Évidemment, au terme des deux premiers épisodes, on se doute que Jack et Ace risquent de suivre ce chemin pour le bien de leur carrière, de leur famille et de la ligue indépendante. La série joue sur cette ligne friable entre le bien et le mal, deux notions qui se confondent à cause de leurs rôles respectifs sur le ring. Stephen Amell et Alexander Ludwig (Björn dans Vikings) portent à eux deux cet affrontement dantesque malgré un accent sudiste douteux et un manque d’intensité dans certaines séquences émotives.
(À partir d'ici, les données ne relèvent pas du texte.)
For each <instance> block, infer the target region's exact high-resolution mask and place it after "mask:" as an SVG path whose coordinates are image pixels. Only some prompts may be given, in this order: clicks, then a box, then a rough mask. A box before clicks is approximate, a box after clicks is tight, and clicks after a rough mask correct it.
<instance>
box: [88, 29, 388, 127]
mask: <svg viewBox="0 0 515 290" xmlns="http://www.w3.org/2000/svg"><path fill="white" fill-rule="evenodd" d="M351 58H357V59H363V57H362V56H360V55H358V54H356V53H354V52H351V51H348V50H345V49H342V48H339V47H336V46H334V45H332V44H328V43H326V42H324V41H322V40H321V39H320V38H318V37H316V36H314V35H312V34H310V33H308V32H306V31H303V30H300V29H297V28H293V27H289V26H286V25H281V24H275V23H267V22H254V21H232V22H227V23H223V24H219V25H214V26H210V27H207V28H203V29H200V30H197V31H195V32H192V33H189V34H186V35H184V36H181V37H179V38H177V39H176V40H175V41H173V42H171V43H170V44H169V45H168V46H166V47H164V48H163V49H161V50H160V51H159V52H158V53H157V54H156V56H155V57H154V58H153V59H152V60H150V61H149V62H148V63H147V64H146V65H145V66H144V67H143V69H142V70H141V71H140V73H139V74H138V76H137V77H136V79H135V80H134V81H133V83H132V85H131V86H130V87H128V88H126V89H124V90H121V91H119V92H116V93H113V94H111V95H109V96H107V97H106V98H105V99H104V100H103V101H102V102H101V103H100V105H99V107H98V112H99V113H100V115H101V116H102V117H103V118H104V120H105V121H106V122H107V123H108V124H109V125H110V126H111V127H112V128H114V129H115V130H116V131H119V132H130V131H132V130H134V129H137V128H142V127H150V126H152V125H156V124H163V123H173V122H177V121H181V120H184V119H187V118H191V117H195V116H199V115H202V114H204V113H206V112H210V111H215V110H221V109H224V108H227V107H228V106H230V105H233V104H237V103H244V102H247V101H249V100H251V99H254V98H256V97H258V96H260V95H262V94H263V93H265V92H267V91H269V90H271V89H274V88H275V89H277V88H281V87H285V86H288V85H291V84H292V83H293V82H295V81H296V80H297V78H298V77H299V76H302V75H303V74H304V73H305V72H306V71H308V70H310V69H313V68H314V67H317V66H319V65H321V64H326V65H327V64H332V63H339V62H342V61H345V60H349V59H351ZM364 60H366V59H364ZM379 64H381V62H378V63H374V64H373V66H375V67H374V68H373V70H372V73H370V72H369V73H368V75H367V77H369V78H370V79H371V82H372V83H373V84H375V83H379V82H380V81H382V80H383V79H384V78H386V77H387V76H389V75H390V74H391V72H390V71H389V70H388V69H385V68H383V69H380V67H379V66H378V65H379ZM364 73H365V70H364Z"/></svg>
Au-delà de leur relation dont la tension monte crescendo, le reste de l’histoire est efficace mais très classique sur la forme, bien que le côté méta d’un catcheur qui écrit ses propres histoires a quelque chose d’attachant et d’intéressant sur l’emprise de l’esprit sur le corps.

Contrairement à l’équilibre sentimental d’un This Is Us, Heels sombre parfois dans le mélodrame pompeux avec une interprétation inégale de la part du cast. Il est vrai que le sentiment d’être dans une version catcheuse des Frères Scott vingt ans plus tard nous saute aux yeux devant la pauvresse de certaines intrigues. On apprécie toutefois l’ambiance “prestige” que tentent de donner les créateurs à la série, qui nous faisait craindre un énième Spartacus de la part de Starz, habituée aux productions musclées et viriles. Avec un peu plus d’audace et d’originalité, Heels aurait pu questionner davantage le concept de masculinité et d’héritage paternel, en pleine refonte à notre époque.

En France, la première saison de Heels est diffusée en US+24 sur Starzplay.